Vlado didn’t like where this was headed, hinting at resources and connections stretching to God-knows-where.
“She is, I understand, working as a clerk for an architect in Berlin, yes? Some kind of designer. And if I am not mistaken, she is technically an illegal employee, working without the benefit of the proper papers from the German government, which I suppose is all right as long as the authorities don’t find out.”
It was all true. Vlado had gone looking for a secret portal, but now felt instead as if he had tumbled through a trap door, into a pit where all those goats lay below, gutted and sticky with their own fluids, black with flies. What was it Kasic had said? There would be no turning back.

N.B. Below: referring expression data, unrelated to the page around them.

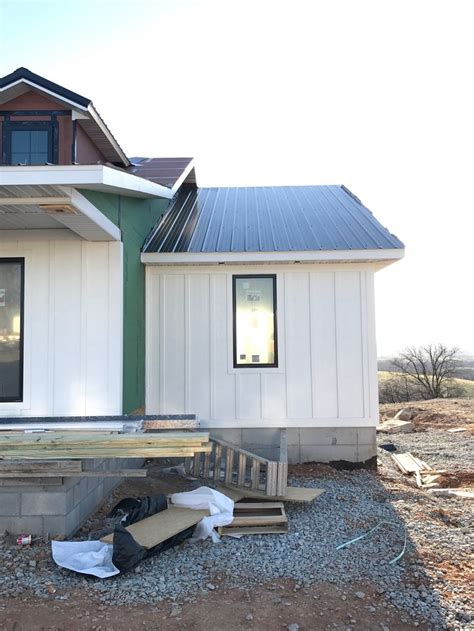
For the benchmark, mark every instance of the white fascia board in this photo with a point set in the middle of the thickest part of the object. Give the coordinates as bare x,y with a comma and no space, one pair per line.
91,212
40,88
94,177
105,130
183,176
329,256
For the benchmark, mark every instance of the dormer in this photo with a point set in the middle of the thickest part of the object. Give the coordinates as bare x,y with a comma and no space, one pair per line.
42,123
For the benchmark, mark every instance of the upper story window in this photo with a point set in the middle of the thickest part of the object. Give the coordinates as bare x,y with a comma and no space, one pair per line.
255,321
29,142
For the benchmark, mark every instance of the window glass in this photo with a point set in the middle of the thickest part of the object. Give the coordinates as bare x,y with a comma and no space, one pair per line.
29,146
254,321
11,359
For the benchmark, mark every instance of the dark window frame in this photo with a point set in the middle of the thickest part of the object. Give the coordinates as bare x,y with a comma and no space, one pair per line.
21,261
236,277
10,126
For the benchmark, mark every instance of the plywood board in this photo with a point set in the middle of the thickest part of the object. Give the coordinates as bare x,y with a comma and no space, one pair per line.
293,494
256,530
155,529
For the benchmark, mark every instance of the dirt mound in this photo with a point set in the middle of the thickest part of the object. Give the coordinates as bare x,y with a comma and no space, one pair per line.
434,414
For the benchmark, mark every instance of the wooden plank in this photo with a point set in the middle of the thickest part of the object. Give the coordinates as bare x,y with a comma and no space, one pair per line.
283,446
59,466
282,483
255,475
229,465
31,482
243,507
171,424
293,494
207,462
197,465
155,529
65,439
406,462
217,462
224,443
242,468
256,530
116,473
249,521
468,495
54,453
271,481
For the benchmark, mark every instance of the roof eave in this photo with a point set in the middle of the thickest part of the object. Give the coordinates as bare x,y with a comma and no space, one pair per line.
382,257
89,177
107,133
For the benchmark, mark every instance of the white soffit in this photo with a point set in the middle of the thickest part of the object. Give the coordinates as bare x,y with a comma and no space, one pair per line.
90,177
381,257
26,208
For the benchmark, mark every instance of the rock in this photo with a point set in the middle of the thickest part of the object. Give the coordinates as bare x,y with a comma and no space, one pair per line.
406,414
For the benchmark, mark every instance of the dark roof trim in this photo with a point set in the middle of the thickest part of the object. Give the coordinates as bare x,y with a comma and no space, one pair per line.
23,74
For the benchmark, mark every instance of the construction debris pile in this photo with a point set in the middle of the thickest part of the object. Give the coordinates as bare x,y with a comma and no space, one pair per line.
56,445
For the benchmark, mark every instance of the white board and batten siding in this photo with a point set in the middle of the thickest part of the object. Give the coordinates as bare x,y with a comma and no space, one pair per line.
327,373
72,325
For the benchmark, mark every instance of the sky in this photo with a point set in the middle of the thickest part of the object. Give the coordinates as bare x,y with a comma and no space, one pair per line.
375,94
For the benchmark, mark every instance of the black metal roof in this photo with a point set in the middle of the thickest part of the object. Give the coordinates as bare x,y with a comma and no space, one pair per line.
24,73
164,171
267,219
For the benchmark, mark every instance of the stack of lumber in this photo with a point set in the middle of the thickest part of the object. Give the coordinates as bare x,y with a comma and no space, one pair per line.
426,477
90,424
58,469
58,445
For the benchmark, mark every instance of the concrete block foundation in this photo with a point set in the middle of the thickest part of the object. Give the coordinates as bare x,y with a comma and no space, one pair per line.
57,506
306,444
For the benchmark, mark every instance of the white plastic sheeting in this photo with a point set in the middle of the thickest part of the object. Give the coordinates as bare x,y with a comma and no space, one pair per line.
220,507
86,557
95,557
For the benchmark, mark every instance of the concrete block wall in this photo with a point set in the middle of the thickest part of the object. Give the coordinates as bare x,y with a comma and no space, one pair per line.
57,506
306,444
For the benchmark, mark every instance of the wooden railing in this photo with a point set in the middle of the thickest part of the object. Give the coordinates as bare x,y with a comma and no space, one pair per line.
233,466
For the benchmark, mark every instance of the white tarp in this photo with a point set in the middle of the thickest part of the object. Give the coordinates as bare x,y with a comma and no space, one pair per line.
220,507
95,557
86,557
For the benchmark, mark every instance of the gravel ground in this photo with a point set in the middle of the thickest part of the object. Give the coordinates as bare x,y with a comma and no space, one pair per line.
425,585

Vlado had been glad at the time, excited. It seemed scant comfort now.
The voice continued: “Which reminds me, we should let you go soon or you’ll be late for this month’s phone call. Imagine the unnecessary worry if you failed to call. What would your little daughter think? Sonja, is it?”
Vlado struggled to answer, managing only a dry crackle, barely audible over the static of the Motorola: “Yes. Sonja.”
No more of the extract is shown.